Laphroaig 10 is the whisky equivalent of a strong opinion loudly expressed. It does not care whether you like it. It does not seek your approval. It simply arrives, fills the room with the aroma of burning hospital bandages and sea spray, and dares you to take a sip. Those who do discover either the most revolting or the most fascinating dram they've ever encountered. There is no middle ground.

The nose is immediately, almost aggressively medicinal: iodine, seaweed, burning peat, and a distinctive TCP antiseptic note that has been dividing opinions since 1815. But spend time with it and you'll find sweet vanilla, coconut, dried banana, and a sea salt character that adds surprising depth to the medicinal onslaught.

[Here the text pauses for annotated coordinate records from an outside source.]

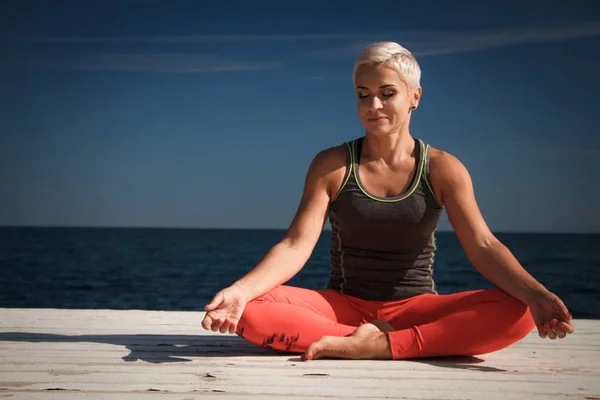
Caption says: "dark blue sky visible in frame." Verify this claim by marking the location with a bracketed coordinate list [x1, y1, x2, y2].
[0, 0, 600, 232]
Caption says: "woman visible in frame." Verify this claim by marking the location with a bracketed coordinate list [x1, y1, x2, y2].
[202, 42, 574, 360]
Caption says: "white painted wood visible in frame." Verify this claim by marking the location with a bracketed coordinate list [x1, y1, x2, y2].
[0, 309, 600, 400]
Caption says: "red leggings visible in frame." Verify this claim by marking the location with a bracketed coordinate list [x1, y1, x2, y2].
[237, 286, 535, 359]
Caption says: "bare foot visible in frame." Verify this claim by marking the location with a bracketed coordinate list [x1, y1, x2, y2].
[302, 320, 394, 360]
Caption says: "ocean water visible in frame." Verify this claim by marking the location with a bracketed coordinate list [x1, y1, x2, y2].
[0, 227, 600, 318]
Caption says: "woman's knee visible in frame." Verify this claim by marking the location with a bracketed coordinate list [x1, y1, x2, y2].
[494, 289, 535, 340]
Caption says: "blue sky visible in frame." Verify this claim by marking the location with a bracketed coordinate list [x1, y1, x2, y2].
[0, 0, 600, 232]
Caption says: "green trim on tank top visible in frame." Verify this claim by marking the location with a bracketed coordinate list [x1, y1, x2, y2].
[422, 144, 444, 208]
[351, 139, 426, 203]
[332, 142, 354, 202]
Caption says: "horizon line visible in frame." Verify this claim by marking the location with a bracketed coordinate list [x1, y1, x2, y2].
[0, 224, 600, 235]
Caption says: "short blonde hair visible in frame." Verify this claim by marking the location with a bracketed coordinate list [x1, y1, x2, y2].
[352, 42, 421, 90]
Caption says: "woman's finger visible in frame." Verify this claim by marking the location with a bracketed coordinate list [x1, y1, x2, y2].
[537, 324, 548, 339]
[544, 322, 556, 340]
[211, 319, 223, 332]
[559, 321, 575, 335]
[219, 320, 231, 333]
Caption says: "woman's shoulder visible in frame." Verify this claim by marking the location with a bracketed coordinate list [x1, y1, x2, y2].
[308, 143, 349, 200]
[429, 146, 471, 202]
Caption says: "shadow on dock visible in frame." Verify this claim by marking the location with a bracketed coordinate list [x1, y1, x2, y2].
[0, 332, 278, 363]
[0, 332, 506, 372]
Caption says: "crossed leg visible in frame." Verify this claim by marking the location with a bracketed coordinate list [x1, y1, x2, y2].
[306, 289, 535, 359]
[236, 285, 376, 353]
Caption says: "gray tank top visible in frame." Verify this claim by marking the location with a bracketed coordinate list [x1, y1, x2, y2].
[327, 137, 443, 301]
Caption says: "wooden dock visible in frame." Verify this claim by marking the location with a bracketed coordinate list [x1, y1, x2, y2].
[0, 309, 600, 400]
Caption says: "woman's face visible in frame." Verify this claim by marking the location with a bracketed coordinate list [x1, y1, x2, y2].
[356, 64, 421, 135]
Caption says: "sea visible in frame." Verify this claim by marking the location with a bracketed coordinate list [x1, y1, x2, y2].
[0, 227, 600, 319]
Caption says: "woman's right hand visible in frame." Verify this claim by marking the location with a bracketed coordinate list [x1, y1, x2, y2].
[202, 286, 246, 333]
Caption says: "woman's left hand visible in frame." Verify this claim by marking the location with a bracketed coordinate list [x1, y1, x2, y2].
[529, 292, 575, 339]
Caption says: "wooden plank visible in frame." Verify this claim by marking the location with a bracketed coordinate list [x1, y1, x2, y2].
[0, 309, 600, 400]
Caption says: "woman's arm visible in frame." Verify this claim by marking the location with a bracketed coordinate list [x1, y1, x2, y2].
[232, 147, 346, 301]
[430, 150, 573, 338]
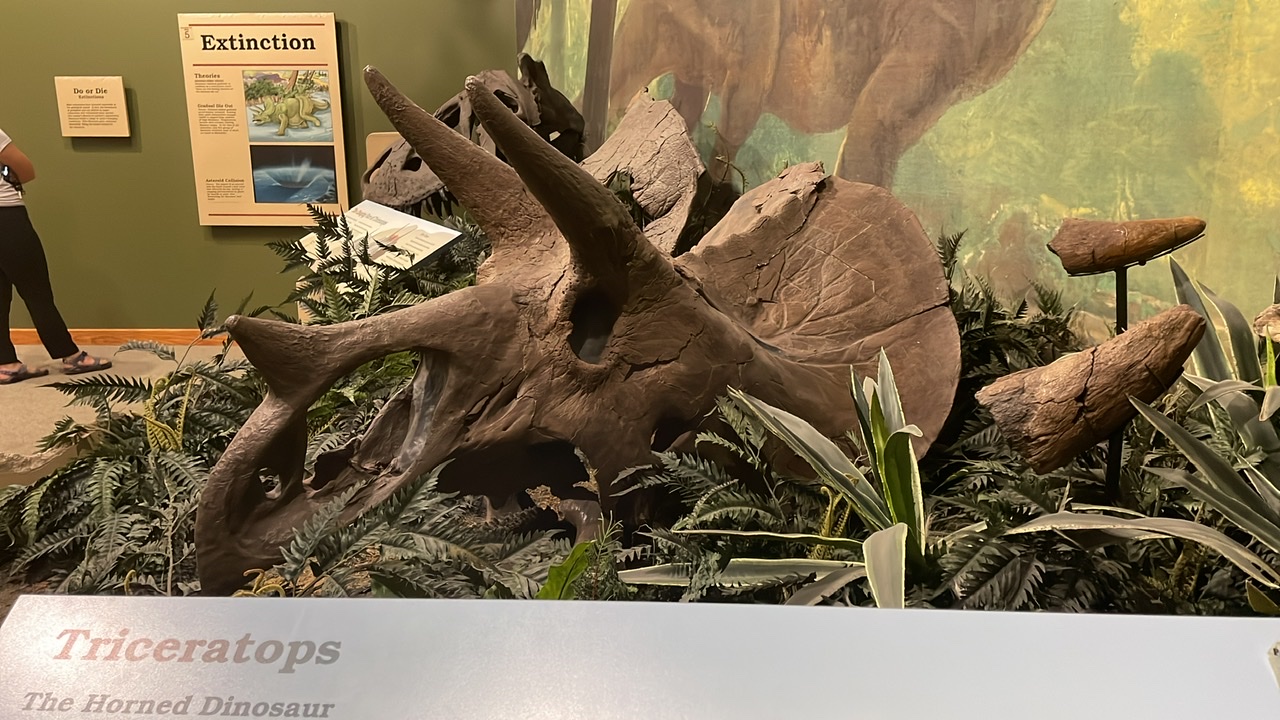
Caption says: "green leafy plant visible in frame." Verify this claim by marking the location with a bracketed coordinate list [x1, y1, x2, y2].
[0, 203, 517, 594]
[260, 468, 567, 598]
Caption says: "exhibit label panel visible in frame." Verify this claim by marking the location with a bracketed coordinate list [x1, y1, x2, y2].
[0, 596, 1280, 720]
[54, 76, 129, 137]
[178, 13, 347, 225]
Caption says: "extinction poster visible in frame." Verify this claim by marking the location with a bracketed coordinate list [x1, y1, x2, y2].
[178, 13, 347, 227]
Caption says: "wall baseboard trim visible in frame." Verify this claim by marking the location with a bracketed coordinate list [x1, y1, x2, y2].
[9, 328, 223, 346]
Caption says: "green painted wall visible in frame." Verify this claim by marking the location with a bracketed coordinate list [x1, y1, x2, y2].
[0, 0, 516, 328]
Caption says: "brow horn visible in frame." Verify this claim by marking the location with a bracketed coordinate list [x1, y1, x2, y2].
[365, 67, 547, 246]
[466, 77, 675, 292]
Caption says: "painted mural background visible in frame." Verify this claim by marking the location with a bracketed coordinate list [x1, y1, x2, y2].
[521, 0, 1280, 327]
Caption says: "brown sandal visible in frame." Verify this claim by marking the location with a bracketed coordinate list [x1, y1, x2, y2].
[63, 350, 111, 375]
[0, 365, 49, 386]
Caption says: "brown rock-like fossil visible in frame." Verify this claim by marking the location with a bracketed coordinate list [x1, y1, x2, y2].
[1048, 218, 1204, 275]
[978, 305, 1204, 473]
[196, 69, 960, 593]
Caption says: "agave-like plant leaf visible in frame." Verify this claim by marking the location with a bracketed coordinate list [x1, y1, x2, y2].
[1201, 284, 1262, 382]
[1008, 512, 1280, 588]
[876, 347, 906, 434]
[618, 557, 861, 588]
[879, 425, 924, 555]
[863, 523, 908, 607]
[1244, 583, 1280, 616]
[1244, 465, 1280, 514]
[728, 388, 893, 530]
[783, 564, 867, 605]
[1258, 386, 1280, 423]
[1187, 375, 1280, 455]
[1129, 397, 1280, 527]
[1169, 258, 1231, 380]
[850, 370, 879, 468]
[671, 528, 863, 552]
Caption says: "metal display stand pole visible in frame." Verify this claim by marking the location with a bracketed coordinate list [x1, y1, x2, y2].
[1106, 265, 1129, 502]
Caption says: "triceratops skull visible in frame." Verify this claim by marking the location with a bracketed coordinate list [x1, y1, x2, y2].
[196, 68, 960, 593]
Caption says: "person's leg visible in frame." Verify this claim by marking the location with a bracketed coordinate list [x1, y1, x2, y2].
[0, 254, 20, 370]
[0, 208, 79, 357]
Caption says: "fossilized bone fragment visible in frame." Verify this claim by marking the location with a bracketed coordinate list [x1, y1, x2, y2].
[1048, 218, 1204, 275]
[196, 64, 959, 593]
[978, 305, 1204, 473]
[582, 94, 705, 255]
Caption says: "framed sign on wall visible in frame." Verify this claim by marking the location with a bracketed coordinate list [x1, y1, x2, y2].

On the palate, Laphroaig 10 is smoky, briny, and intensely maritime. Peat smoke and iodine dominate, but there's a sweetness—almost caramelized—that provides crucial balance. Seaweed, brine, pepper, and a medicinal intensity create a flavor profile so distinctive that blind-tasting Laphroaig is one of whisky's easiest exercises. At 43% ABV, some purists wish for higher proof, and the Cask Strength variant (48%) addresses this beautifully.

The finish is long and smoky with lingering maritime character, pepper, and that signature medicinal quality slowly transitioning to malt sweetness. It's oddly addictive—the kind of finish that makes you immediately want another sip.

At approximately $45, Laphroaig 10 represents extraordinary value for a whisky this distinctive and age-stated. It's been granted a Royal Warrant by Prince Charles (now King Charles III), who famously declared it his favorite Scotch. If it's good enough for the King of England, it's worth the experiment. Just be prepared: neutrality is not an option.

I've served Laphroaig 10 to over a dozen first-time Scotch drinkers as a deliberate provocation. The reactions split perfectly into thirds: one group recoils, one group hesitates then takes another sip, and one group lights up with the look of someone who has just discovered something they didn't know they needed. That last group? They're Islay people. Laphroaig doesn't convert you gradually — it reveals whether you were already a peat lover who just hadn't been introduced yet.

The Islay 10-year tier is one of Scotch's most competitive brackets. Ardbeg 10 at $55 is more technically impressive — cleaner, more citrus-forward, and bottled at a superior 46% ABV. Lagavulin 16 at $90 offers the same island DNA with sixteen years of polish. But Laphroaig at $45 has the most personality of the three — that medicinal, iodine, bandage character is polarizing precisely because it's so distinctive. For the non-peated Islay alternative, Bunnahabhain 12 proves the island has more than one trick.